This page is not a finished product, but due to requests, I’ve posted a rough version.

The Oliver “foolproof method” of queen

rearing

Step-by-step Oliver modification  of the

“Modified Swarm Box” Starter/finisher colony

Click the link below to download my Powerpoint presentation, minus my voice.  It is a large download and may take some time.

Small scale queen breeding copyrighted

(This doc lost formatting in translation, and I haven’t had time to rework it into outline form)

There are many excellent ways to produce queen cells.  This method works very well for the beekeeper who wishes to produce 40-50 cells at a time (more if you set up several starter/finishers each day).  I like this method since you need very little extra equipment; it works every time, even when snowing; it’s virtually foolproof so long as you don’t get a queen above the excluder; and after you’re done, you can either reuse the colony to do it again, or you wind back up with the same hive configuration that you started with.

Requirements for producing excellent queens:

  • Breed from a “population,” rather than from a few exceptional (or purchased) queens
  • Start with extremely young larvae; make sure they are fed copiously until they pupate, so they will have maximum ovariole development.
  • Saturate the mating yard with drones of good stock so the queen is well mated.
  • Queenrearing combs must be free of coumaphos (Checkmite+); drone rearing combs must be free of fluvalinate (Apistan or Mavrik).
  • Breeder queen colony, well fed, with freshly-hatched larvae.

Materials needed:

  • One or more strong, healthy colonies.
  • Queen excluder(s).
  • Horizontal division board (Swarm board):   A standard inner cover with the hole covered with screen (in cold weather) or blocked with a thin piece of anything that bees can’t chew through—cut a notch (roughly 3″ wide) in the “fat” side of the rim for an entrance.
  • Sieve box (optional)—a medium super with a queen excluder screwed to the bottom (works better if lined with sheet aluminum from a printer)
  • Empty super with two drawn combs.
  • Empty nuc box to temporarily hold a frame with the queen, so you don’t lose her.
  • Comb filled with pollen on one side.
  • Cell bar with cell cups,  royal jelly for priming.  Grafting needle—I recommend a Chinese style).  Wet towels.
  • Feeder or feeder lid; light syrup.

Conditions:  it is easiest to raise good queen cells during swarming season, with a light nectar flow, and strong pollen flow going on.  The Cell Builder colonies should be in swarming condition–combine colonies if necessary.  You can start great cells even if it’s raining or snowing if the colonies are strong and well fed.

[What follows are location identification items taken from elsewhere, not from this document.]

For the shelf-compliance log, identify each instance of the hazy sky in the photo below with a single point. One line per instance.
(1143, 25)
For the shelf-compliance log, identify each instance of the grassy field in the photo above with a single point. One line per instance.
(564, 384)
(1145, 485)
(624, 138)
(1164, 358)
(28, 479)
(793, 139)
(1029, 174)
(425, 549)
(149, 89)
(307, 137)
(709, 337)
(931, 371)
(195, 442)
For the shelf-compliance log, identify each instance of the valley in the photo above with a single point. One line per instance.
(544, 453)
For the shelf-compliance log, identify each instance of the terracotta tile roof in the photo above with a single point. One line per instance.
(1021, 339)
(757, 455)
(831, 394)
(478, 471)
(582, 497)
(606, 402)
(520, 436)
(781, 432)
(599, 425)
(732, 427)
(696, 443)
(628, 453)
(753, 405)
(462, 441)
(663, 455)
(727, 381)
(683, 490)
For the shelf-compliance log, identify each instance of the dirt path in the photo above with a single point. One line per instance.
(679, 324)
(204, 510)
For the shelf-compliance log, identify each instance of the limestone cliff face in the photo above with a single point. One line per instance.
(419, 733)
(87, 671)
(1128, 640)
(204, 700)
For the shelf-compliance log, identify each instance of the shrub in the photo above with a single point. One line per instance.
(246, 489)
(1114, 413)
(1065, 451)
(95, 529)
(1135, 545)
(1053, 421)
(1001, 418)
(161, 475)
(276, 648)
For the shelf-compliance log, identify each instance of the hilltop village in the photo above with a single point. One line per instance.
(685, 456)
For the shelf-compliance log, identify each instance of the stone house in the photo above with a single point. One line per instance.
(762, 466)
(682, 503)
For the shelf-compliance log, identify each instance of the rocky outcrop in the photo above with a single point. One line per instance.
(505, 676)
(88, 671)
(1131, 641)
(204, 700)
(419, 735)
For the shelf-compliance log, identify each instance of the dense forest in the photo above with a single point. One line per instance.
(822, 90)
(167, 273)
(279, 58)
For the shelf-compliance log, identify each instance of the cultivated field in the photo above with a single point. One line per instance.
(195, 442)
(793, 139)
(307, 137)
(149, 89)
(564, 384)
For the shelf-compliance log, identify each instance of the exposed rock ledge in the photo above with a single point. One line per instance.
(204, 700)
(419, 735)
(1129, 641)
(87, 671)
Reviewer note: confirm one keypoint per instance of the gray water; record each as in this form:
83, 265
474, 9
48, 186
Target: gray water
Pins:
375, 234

Tip:  it’s much easier to graft if you prime the cells with slightly diluted royal jelly.  This can be collected from swarm cells containing young larvae, or from queen cells three days after grafting.  I store it in plastic film cans in the deep freeze.  Priming is unnecessary if you are using a Chinese tool, which transfers jelly along with the larva).  I strongly suggest that you learn to use the Chinese grafting tool. 

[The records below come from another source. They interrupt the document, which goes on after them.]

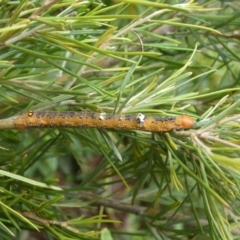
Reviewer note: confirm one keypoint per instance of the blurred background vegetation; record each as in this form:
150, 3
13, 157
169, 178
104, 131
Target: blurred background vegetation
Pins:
160, 57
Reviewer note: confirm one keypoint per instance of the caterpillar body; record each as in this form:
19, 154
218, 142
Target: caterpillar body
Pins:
69, 119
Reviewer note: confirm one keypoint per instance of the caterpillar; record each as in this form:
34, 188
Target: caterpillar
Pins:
69, 119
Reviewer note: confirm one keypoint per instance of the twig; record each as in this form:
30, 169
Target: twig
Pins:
47, 222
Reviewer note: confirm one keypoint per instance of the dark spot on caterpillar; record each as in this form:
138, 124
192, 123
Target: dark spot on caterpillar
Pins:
102, 120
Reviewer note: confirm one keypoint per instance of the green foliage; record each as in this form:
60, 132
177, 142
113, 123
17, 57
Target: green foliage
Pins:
156, 57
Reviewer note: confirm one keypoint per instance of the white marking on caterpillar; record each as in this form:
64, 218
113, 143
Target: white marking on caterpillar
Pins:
140, 118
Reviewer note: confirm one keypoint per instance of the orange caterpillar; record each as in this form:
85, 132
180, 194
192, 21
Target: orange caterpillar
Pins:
70, 119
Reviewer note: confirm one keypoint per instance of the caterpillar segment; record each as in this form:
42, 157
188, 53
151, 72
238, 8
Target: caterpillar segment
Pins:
69, 119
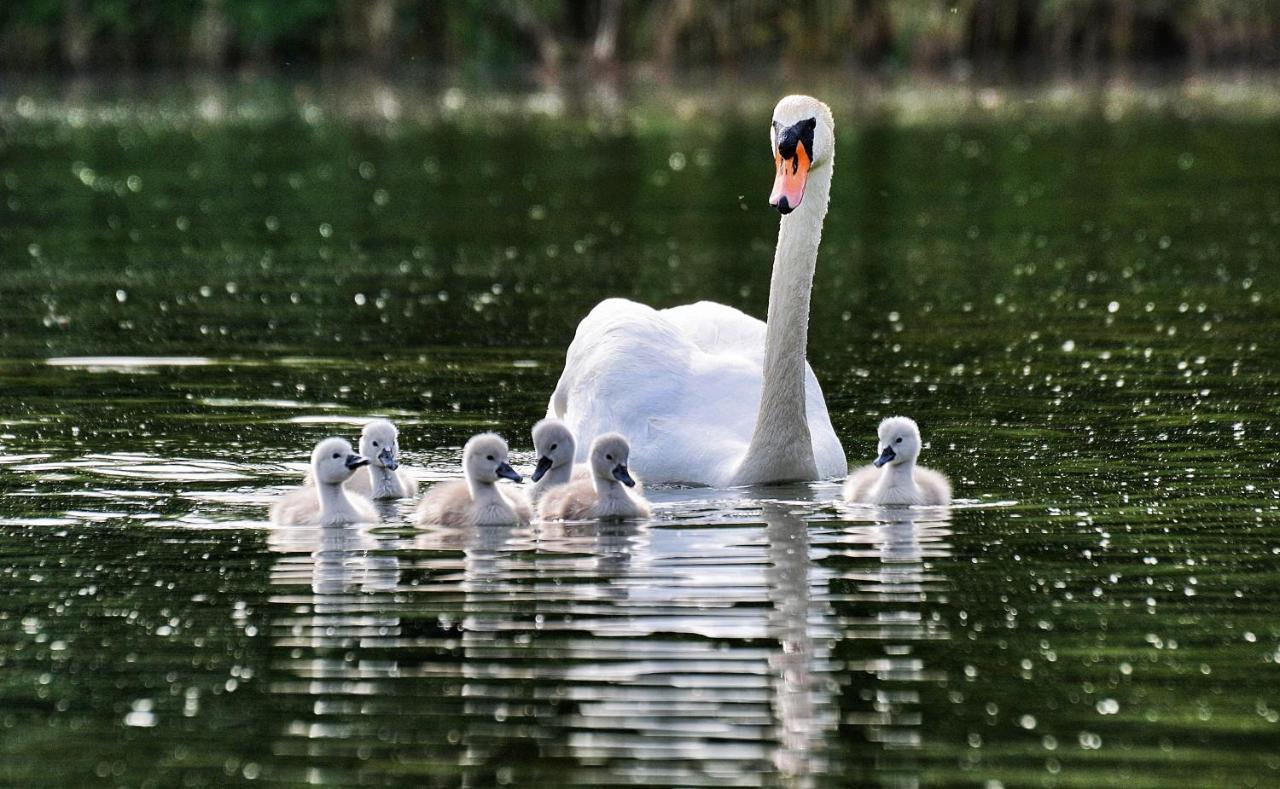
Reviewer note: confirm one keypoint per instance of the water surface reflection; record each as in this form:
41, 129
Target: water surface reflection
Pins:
609, 653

If you are over 40, I recommend grafting in a very dark room, wearing a jeweler’s type head-mounted magnifier of 3x-4x power, plus an LED headlamp (battery powered).   Put the headlamp as close as you can to between your eyes, and aim the spot directly where you are looking.

http://www.magnifier.com/headband_magnifier.htm  LVM-1 Light Weight Visor Magnifier with 4 lenses

There are some great new LED headlamps available but I personally prefer an unlit jeweler’s visor similar to the Donegan OSC OptiSIGHT Binocular Magnifying Visor, with a separate headlamp. 

Day 0:  about 4-8 hours before grafting.  Setting up the cell starter (swarm box).

Start with very strong, healthy colony; heavy with pollen stores; at least eight frames of brood.  Use minimal smoke throughout the following process.

Find the queen (and mark her if you plan to reuse this colony as a cell builder again), set her aside on a frame of brood in a nuc box for safekeeping (Note 2).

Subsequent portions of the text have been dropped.